No. 2 Gilman hosts DeMatha at 7 Friday night at Cardinal Gibbons in what has become a hot rivalry over the past 10 years. DeMatha, a perennial powerhouse from Hyattsville, is ranked No. 1 by The Washington Post and in the MdVarsity Media State Poll. The Greyhounds (2-0) are No. 4 in the MdVarsity poll.
"I think our kids feel like DeMatha is the best private school in the D.C. area and they feel that we're probably the best in the Baltimore area, so it's a great kind of rivalry," Gilman coach Biff Poggi said. "What it is, is wanting to test ourselves. We're the only school around here that wants to play them that doesn't have to, and we've been doing it for 10 years."
DeMatha (1-0) leads the series 6-4, but the teams have split their past four meetings.
Gilman won last season, 21-14, in an upset after Darius Jennings scored the winning touchdown on a 58-yard run midway through the fourth quarter. In 2007, the Stags romped, 42-0.
Poggi said this Stags team has the talent to rival that exceptional 2007 team, with 15 players committed to NCAA Division I programs and more likely to commit. Gilman has two: Anthony Ferguson and Jim Poggi, who are headed to Iowa, as is DeMatha's Marcus Coker.

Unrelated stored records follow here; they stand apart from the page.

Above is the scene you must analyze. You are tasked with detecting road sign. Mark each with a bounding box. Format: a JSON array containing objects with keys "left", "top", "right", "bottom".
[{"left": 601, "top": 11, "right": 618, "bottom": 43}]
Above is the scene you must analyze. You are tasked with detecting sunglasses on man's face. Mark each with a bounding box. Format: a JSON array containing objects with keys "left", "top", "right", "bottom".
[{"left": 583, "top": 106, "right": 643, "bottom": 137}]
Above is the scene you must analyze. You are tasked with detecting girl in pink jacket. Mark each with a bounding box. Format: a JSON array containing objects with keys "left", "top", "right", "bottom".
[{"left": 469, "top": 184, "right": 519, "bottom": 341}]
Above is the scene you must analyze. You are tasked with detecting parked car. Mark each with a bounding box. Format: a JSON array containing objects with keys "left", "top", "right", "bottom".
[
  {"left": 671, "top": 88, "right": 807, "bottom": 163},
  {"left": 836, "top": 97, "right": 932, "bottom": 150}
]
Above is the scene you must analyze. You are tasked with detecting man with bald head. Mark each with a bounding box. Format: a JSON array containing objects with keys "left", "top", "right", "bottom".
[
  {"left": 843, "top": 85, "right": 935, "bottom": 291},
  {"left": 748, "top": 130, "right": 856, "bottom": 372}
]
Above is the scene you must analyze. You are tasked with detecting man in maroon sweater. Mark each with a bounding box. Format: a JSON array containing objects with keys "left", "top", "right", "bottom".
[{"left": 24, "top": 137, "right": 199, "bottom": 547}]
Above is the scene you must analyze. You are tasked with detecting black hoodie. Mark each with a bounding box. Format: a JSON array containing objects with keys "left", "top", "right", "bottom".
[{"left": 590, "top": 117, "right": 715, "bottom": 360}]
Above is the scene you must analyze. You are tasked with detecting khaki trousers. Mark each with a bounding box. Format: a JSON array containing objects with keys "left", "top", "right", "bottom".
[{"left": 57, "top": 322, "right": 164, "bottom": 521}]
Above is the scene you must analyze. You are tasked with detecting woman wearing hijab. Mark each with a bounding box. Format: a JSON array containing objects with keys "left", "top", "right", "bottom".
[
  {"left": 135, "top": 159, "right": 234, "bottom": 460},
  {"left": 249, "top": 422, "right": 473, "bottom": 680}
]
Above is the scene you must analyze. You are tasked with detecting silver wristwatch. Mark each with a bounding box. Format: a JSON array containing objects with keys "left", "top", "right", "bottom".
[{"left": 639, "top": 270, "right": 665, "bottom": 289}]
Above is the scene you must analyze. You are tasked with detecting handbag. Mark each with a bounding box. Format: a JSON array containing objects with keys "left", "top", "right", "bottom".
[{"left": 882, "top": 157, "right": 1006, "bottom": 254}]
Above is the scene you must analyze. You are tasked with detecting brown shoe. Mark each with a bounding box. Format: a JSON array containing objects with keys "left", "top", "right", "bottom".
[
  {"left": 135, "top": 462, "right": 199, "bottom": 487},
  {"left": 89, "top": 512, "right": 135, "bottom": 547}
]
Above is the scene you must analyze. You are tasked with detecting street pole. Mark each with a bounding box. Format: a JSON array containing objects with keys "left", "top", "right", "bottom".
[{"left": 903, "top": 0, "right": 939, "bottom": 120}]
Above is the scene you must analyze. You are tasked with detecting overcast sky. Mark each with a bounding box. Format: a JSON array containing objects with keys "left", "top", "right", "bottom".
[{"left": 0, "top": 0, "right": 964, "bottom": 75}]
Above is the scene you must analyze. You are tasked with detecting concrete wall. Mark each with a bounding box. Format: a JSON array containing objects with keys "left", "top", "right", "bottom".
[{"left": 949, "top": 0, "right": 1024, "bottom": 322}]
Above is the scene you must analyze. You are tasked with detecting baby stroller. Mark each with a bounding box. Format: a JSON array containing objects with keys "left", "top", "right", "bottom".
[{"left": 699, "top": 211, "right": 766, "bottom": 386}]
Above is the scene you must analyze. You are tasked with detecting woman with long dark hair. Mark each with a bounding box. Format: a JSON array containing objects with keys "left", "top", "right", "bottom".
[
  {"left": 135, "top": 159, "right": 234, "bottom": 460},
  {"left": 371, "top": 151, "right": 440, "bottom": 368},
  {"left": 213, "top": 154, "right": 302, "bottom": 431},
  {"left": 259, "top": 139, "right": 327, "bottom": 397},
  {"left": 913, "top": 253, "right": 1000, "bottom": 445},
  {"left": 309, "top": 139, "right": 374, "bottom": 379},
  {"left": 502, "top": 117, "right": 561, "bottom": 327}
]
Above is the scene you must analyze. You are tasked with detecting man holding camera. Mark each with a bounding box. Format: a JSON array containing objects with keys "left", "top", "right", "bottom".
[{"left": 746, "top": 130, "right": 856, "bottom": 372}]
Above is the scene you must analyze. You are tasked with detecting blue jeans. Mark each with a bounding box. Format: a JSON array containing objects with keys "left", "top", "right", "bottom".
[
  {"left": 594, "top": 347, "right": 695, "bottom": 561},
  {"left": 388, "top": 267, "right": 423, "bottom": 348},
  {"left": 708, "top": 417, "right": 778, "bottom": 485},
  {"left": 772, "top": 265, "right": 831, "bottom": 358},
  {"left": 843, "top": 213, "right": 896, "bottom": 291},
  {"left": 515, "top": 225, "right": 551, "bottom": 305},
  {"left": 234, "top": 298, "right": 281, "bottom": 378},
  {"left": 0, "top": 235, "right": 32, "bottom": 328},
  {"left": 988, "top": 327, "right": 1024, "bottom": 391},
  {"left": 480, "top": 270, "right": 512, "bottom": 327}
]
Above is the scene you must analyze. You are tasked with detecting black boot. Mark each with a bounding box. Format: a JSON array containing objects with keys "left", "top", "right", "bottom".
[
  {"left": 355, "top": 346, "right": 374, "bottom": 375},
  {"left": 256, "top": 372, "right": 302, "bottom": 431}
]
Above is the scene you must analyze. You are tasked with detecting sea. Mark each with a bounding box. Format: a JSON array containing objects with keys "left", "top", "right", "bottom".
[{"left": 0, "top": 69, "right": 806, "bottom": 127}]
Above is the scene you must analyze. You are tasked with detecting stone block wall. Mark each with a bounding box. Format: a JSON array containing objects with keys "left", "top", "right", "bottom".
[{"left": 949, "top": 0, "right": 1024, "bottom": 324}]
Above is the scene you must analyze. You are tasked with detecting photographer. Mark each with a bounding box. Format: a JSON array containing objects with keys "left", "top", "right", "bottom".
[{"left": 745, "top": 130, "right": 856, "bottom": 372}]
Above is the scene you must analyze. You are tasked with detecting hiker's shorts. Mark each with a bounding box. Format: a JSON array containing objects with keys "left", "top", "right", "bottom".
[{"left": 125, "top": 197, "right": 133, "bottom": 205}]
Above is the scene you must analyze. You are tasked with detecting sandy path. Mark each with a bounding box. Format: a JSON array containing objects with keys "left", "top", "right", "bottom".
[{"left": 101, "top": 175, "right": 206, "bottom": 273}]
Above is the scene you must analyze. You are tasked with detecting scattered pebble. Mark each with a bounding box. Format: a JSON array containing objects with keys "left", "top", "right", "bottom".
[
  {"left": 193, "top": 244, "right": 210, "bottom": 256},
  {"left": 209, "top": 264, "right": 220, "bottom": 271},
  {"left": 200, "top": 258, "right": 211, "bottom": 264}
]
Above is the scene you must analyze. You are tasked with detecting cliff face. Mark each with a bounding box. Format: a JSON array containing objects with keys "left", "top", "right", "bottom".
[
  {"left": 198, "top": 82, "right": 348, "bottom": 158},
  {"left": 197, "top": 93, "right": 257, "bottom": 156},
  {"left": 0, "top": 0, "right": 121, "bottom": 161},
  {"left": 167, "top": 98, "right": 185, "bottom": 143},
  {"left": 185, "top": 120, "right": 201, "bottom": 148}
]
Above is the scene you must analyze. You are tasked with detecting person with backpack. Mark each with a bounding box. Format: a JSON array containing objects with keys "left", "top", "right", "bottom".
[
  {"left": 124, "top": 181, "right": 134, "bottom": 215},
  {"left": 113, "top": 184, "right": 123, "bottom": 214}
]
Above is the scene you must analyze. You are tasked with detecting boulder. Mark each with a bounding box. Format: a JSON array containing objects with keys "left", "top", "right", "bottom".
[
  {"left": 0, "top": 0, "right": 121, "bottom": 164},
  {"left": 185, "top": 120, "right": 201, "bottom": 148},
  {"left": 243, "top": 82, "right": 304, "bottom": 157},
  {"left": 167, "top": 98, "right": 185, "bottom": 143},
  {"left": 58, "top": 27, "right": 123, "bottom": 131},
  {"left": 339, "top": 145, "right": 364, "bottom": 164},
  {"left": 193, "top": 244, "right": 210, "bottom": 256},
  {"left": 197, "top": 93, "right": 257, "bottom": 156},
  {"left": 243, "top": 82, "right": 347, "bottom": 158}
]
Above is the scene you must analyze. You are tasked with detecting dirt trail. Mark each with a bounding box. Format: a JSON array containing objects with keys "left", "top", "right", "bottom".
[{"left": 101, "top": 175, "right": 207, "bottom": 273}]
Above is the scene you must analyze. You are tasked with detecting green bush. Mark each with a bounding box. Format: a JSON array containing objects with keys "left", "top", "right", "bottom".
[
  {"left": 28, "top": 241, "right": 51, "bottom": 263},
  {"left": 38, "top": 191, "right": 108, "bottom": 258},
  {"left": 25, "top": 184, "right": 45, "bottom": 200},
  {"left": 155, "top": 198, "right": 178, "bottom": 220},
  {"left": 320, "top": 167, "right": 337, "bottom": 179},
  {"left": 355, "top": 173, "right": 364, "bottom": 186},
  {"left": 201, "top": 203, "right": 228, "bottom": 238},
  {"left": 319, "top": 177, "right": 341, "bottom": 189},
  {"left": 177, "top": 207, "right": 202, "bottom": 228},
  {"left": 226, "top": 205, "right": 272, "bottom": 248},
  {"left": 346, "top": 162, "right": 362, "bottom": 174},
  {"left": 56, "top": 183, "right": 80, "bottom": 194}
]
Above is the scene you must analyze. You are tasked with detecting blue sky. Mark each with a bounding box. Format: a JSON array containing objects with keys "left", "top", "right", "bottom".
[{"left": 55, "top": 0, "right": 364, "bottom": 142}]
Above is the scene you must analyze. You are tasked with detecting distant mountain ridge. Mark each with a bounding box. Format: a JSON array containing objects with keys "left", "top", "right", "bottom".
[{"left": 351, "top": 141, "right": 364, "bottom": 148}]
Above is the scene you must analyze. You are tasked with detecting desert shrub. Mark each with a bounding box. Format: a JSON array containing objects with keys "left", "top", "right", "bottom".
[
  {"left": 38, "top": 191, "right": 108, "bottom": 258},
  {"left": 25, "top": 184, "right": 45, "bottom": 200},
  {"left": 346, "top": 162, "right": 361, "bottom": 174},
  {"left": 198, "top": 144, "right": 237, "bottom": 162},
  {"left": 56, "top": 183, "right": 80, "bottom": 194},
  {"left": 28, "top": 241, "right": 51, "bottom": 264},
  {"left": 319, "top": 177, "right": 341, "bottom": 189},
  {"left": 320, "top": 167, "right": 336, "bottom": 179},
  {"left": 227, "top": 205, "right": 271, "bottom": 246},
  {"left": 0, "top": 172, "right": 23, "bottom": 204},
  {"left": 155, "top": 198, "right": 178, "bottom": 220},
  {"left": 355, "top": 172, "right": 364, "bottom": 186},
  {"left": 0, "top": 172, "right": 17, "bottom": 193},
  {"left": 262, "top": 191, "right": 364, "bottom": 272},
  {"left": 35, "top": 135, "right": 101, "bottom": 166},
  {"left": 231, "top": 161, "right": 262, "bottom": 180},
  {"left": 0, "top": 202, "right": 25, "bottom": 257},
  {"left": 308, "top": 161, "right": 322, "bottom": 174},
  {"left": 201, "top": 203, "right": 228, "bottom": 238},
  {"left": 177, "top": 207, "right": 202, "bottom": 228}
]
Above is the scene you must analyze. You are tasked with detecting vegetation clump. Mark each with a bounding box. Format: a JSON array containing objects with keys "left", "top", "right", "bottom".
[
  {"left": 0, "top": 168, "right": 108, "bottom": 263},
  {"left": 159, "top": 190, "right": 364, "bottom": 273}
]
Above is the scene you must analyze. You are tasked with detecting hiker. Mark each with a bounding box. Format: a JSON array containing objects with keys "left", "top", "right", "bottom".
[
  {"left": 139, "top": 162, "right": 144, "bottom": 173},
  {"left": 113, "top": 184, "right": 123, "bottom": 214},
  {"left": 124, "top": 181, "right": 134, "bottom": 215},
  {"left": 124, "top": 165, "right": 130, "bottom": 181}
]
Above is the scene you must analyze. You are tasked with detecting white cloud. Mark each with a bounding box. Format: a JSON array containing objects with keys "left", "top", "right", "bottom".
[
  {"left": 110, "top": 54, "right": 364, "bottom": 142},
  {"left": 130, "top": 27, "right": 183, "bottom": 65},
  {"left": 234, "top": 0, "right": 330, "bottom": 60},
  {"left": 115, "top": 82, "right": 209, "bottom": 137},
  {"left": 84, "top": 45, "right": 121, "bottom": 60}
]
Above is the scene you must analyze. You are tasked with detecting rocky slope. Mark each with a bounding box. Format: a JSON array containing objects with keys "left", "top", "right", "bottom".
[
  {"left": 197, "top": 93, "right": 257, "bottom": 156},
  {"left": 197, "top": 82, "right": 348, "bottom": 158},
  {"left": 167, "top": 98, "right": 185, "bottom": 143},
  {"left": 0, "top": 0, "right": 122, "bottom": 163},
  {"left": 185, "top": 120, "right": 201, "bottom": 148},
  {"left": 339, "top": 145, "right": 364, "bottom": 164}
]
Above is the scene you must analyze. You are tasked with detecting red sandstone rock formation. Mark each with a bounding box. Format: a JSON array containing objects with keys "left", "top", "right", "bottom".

The Greyhounds wanted to play a day game with DeMatha at Gilman, but Poggi moved the game to 7 p.m. to accommodate the DeMatha staff, several of whom work other jobs and would have had difficulty making it to Baltimore earlier.
Owls join Nyborg field
Westminster is the latest team to join the field of the highly competitive Sally E. Nyborg Field Hockey Invitational on Saturday at Roland Park.
The round-robin tournament includes some of the state's best teams, including No. 2 Severna Park, which has won a record 18 state titles; No. 10 Fallston, which has 11 state championships; Bethesda-Chevy Chase, which owns 13 state crowns, and St. Stephen's/St. Agnes from Alexandria, Va.
The tournament, named for the Reds player who died of complications from lupus in May 1998, began the next fall. Each tournament has raised money for lupus research. Even in the two years it had to be canceled - after the terrorist attacks of Sept. 11, 2001, and because of a hurricane in 2003 - some teams donated their entry fees. Roland Park coach D ebbie Bloodsworth said the tournament, which grew from four to six teams last season, has been a great way to bring teams together that would not normally play one another.